I laugh, the sound exploding from my chest as the weight of the conversation is lifted. “Let’s just say I’d look pretty damn good in orange and navy.”
After breakfast, I swing by the football building. Coach’s optional workout doesn’t start for another hour, so I should be able to catch him before he hits the field. I pass by the guys suiting up in the locker room and head straight for his office. I knock on the open door and he looks up, a wide grin spreading across his face.

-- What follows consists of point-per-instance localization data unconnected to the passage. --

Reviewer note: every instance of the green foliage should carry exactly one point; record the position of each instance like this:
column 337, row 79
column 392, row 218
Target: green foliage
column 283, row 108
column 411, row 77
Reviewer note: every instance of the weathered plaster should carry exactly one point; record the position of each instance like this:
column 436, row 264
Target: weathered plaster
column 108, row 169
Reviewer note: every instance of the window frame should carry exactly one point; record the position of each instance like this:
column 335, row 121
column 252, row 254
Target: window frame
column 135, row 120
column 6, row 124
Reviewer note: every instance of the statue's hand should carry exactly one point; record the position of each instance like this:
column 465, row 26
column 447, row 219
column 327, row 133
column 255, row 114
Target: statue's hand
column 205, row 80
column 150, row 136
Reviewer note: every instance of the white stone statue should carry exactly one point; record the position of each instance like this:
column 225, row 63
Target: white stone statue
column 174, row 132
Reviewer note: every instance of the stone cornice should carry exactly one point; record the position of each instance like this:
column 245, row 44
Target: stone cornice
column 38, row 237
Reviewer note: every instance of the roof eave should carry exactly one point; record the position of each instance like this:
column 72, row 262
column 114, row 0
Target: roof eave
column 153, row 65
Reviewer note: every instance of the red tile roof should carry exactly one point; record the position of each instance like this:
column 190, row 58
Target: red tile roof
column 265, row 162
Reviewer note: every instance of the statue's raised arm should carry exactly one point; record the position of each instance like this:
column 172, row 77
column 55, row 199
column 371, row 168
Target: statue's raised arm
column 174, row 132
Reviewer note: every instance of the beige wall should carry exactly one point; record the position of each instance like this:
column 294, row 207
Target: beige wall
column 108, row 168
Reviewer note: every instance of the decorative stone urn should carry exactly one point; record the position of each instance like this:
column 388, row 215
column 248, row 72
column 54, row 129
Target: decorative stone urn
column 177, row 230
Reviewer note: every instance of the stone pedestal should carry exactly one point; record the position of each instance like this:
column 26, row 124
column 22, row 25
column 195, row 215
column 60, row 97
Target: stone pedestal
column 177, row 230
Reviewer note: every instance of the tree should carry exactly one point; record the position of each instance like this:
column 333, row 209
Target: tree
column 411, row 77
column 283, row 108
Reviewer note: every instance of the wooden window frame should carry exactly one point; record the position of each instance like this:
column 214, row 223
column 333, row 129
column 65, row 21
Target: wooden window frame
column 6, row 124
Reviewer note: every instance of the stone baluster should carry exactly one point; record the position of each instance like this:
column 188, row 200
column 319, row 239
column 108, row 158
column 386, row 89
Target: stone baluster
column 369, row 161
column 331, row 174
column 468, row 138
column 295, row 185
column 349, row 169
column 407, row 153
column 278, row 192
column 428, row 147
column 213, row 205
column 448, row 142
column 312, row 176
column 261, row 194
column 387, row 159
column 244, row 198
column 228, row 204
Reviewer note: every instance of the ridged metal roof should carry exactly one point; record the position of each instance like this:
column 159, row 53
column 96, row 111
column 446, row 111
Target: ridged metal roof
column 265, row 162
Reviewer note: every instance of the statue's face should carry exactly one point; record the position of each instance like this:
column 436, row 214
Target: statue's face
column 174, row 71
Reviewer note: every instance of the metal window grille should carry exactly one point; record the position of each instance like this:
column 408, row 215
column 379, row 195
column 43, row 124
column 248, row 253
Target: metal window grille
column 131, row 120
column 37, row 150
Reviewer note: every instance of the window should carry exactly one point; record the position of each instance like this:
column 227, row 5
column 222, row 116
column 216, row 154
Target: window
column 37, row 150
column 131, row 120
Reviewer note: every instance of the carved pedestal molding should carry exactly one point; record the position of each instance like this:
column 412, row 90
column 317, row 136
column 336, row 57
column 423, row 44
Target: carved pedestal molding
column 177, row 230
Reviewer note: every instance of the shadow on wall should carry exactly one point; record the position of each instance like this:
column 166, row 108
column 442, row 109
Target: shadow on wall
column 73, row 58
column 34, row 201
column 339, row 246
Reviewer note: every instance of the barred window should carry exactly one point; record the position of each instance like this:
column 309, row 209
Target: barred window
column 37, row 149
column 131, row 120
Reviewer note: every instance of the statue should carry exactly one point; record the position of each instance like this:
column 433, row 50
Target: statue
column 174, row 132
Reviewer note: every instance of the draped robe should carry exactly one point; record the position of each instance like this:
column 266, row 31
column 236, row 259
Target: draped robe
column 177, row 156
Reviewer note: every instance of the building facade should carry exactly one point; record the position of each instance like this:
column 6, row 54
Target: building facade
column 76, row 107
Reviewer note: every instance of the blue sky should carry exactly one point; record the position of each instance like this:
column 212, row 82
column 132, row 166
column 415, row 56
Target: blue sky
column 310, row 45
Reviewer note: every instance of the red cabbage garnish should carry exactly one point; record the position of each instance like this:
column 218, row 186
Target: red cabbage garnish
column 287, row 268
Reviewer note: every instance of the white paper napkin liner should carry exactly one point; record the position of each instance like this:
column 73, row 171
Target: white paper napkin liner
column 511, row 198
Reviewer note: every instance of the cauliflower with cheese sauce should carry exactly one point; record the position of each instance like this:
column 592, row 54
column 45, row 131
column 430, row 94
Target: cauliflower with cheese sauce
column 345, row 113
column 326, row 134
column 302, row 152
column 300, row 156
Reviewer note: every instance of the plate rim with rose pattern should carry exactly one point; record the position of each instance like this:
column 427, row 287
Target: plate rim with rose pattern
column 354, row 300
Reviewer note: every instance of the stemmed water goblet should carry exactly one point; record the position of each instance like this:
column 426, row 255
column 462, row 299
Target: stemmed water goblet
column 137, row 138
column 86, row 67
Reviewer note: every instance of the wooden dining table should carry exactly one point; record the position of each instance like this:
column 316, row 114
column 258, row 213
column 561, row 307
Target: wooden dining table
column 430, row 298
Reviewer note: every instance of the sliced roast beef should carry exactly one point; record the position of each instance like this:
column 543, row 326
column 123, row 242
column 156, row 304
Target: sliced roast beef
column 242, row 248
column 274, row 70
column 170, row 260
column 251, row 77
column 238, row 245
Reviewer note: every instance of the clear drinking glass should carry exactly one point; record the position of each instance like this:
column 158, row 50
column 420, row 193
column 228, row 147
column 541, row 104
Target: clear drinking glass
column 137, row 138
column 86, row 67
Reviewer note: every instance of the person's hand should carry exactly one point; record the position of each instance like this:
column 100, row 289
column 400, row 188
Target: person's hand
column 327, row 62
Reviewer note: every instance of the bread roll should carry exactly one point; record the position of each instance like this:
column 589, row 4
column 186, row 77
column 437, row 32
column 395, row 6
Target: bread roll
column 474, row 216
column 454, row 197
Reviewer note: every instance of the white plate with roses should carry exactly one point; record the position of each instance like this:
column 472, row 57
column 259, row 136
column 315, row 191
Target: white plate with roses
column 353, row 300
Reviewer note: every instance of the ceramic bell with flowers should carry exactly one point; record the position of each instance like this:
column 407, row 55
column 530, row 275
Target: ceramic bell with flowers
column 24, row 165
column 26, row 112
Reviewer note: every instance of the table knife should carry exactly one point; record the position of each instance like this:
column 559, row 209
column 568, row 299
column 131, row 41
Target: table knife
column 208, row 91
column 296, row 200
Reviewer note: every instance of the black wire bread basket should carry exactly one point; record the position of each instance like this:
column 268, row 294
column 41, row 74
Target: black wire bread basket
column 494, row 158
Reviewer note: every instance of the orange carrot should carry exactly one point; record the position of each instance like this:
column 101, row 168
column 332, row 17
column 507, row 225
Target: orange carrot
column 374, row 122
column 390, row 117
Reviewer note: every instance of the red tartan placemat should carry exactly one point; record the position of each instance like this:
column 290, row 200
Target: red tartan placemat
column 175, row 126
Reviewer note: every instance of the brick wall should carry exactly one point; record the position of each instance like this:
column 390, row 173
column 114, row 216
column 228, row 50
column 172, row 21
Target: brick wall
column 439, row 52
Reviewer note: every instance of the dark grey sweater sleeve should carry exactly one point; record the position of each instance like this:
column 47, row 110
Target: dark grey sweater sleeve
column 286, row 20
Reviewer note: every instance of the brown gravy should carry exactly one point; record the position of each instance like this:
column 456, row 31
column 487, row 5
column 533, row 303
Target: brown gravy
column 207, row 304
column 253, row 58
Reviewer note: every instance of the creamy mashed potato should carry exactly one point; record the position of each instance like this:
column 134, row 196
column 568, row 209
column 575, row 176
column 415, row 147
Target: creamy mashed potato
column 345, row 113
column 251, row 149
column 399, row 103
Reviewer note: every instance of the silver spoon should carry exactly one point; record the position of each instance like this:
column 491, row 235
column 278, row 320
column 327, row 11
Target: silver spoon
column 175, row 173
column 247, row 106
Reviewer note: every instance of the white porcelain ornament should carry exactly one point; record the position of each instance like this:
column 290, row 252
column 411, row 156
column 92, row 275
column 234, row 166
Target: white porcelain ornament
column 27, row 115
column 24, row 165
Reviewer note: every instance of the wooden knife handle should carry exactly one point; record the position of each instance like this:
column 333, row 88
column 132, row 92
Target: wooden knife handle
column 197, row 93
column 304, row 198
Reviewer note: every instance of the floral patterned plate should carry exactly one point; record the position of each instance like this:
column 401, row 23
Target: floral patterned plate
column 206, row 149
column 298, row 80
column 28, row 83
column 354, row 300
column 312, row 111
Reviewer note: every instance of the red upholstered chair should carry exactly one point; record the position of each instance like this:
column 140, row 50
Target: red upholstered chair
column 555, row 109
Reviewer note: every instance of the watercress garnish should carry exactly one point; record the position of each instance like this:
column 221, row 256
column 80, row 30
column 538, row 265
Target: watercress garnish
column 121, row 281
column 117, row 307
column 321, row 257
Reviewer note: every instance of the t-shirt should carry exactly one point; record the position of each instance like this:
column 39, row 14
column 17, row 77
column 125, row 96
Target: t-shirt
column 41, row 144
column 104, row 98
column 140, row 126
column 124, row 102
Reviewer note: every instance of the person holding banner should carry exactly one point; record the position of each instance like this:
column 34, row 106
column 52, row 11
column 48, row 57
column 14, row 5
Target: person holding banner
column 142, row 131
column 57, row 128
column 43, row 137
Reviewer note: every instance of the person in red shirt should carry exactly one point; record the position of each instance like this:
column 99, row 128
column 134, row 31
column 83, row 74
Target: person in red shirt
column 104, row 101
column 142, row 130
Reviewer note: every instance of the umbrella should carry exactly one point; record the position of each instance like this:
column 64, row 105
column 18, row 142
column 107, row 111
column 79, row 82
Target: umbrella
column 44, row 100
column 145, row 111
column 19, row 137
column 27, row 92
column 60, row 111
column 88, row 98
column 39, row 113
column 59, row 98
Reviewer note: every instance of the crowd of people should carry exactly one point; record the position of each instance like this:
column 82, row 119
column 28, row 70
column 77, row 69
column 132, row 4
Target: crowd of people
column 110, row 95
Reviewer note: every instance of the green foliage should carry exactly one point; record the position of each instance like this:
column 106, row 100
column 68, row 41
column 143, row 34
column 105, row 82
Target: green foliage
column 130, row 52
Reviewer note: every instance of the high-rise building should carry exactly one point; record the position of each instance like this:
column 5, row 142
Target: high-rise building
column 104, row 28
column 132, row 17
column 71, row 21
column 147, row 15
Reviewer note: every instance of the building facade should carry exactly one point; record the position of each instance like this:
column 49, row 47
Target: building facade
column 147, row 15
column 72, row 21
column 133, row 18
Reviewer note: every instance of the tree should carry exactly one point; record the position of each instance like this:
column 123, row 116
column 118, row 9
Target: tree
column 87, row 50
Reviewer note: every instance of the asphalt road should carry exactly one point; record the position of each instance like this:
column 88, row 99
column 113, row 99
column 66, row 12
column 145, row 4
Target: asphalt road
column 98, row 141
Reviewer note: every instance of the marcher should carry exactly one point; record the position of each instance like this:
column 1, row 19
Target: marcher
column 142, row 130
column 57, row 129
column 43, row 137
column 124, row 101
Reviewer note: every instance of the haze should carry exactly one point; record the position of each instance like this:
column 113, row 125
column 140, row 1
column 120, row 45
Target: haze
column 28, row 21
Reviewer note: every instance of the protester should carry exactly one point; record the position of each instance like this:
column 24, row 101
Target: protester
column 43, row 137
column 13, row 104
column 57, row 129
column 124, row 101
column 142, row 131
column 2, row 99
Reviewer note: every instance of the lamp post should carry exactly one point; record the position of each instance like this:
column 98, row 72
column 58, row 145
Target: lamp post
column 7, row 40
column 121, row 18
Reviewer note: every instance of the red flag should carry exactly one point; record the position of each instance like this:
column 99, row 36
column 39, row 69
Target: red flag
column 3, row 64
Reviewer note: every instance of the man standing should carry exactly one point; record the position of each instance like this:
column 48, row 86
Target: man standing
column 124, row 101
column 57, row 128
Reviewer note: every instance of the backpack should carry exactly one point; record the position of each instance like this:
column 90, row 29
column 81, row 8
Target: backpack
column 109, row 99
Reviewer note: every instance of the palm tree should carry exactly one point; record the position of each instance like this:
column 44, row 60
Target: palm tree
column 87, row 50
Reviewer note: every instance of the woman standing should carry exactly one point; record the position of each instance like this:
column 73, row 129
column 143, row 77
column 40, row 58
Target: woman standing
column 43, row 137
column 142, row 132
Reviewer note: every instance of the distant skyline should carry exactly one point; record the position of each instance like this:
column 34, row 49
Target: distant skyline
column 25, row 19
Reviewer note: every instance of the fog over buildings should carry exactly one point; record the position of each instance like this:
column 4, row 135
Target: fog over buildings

“You decided to come out after all.”
“I’m not here to practice,” I tell him, solidifying my resolve. His face falls and he gestures for me to take a seat, but I remain standing. I won’t be here long and I’m pressed for time. “I’m here to thank you for your advice, sir. I appreciate your thoughts on the potential in Chicago and your unwavering confidence in me. I know I said my future was in Pittsburgh,” I say, rubbing the back of my neck, “but I’ve come to realize there’s no one path to success. I’ve talked it over with my father. I’d love to meet with Chicago’s coaching staff at the combine, and I’d be honored if they call my name in April, but there’s something more important than football I need to do today.”
Coach’s brows knit in an angry V. “What the hell could be more important than football?”
“My future.” He looks perplexed, but I doubt he’d be impressed by the truth. The man eats, sleeps, and breathes football. I doubt he’s ever loved anyone or anything as much as he loves the game. It’s a mistake I don’t plan on making. “I hope you’ll give my regards to the Chicago scout.”
He throws up his hands in defeat, and I take it as a good sign.
“Thanks, Coach.”
I start dialing my teammates as soon as I leave Coach’s office, my mood lighter than it’s been in ages. I’ve got some recruiting to do if I’m going to win back my girl.
48
KENNEDY
The auditorium is packedas we take our seats in the third row. I’m wedged in between Enzo and Mom, but that doesn’t stop Becca from reaching over to pat me on the leg.